I've boiled it down to nearly nothing as a script attached to this bug report:
<https://sourceforge.net/tracker/?func=detail&atid=560720&aid=3124990&group_id=80706>
it simply creates an Axis and then regularly shifts the x axis limits and calls 
canvas.draw() to display the change. (It also reports memory usage.) You can 
further simplify the script by commenting out the limes that alter the x axis 
limits, but then the display does not change (though matplotlib still leaks 
memory as long as canvas.draw is still called).

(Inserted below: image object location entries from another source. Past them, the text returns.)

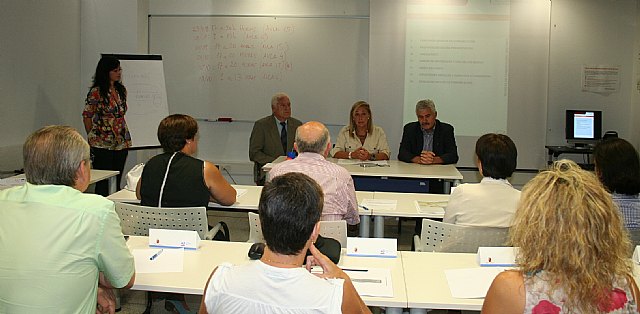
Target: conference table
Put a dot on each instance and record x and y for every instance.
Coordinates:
(198, 265)
(249, 197)
(418, 278)
(393, 169)
(96, 175)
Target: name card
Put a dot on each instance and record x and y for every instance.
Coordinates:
(497, 256)
(187, 239)
(372, 247)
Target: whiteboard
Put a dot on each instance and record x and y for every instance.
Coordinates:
(146, 98)
(230, 66)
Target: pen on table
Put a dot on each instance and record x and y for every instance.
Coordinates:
(350, 269)
(154, 256)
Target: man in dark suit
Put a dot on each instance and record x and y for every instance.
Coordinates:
(272, 136)
(428, 142)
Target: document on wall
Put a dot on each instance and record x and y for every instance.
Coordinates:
(379, 204)
(158, 260)
(373, 282)
(601, 78)
(471, 283)
(431, 207)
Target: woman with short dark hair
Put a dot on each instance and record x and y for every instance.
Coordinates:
(493, 201)
(178, 178)
(618, 168)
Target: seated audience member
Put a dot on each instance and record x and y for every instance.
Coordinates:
(574, 250)
(290, 208)
(361, 139)
(182, 180)
(493, 201)
(618, 168)
(61, 251)
(313, 143)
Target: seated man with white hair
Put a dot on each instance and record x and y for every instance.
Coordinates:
(61, 251)
(313, 143)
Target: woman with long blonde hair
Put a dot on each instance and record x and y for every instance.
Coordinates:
(361, 139)
(574, 250)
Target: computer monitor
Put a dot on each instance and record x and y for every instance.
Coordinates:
(583, 127)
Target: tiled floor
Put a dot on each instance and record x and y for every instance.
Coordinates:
(135, 301)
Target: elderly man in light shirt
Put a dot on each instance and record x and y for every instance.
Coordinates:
(313, 143)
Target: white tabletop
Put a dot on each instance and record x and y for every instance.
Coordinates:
(427, 285)
(198, 265)
(248, 201)
(401, 169)
(396, 169)
(406, 204)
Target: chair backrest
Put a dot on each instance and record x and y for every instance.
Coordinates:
(634, 235)
(335, 229)
(255, 230)
(137, 219)
(444, 237)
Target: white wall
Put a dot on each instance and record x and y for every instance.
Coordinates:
(53, 46)
(594, 32)
(39, 80)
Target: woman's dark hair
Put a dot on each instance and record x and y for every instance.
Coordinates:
(102, 81)
(617, 166)
(290, 206)
(175, 130)
(498, 155)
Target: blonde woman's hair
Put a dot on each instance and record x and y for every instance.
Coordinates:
(567, 225)
(352, 124)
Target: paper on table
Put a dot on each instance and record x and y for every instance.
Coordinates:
(240, 192)
(431, 207)
(169, 261)
(374, 282)
(379, 204)
(497, 256)
(471, 283)
(372, 247)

I will try ax.clear(). Thanks.

-- Russell

On Dec 12, 2010, at 8:08 AM, Friedrich Romstedt wrote:

> 2010/12/12 Russell Owen <ro...@uw.edu>:
>> Simply creating a blank Axes and calling canvas.draw() leaks memory -- even 
>> without displaying any data or shifting the x axes.
> 
> Okay, as a workaround have you tried ax.clear()?
> 
> So the example script provided by you can be boiled down further?
> 
> I'm using ax.clear() in a layered approach very extensively and have
> never noticed memory leaks with this.  I'm having a Layer object which
> can be fed by data, and when the data changes, it automatically will
> trigger an ax.clear() in the host stack, and then everything is
> redrawn.  Not the fastest, but fast enough.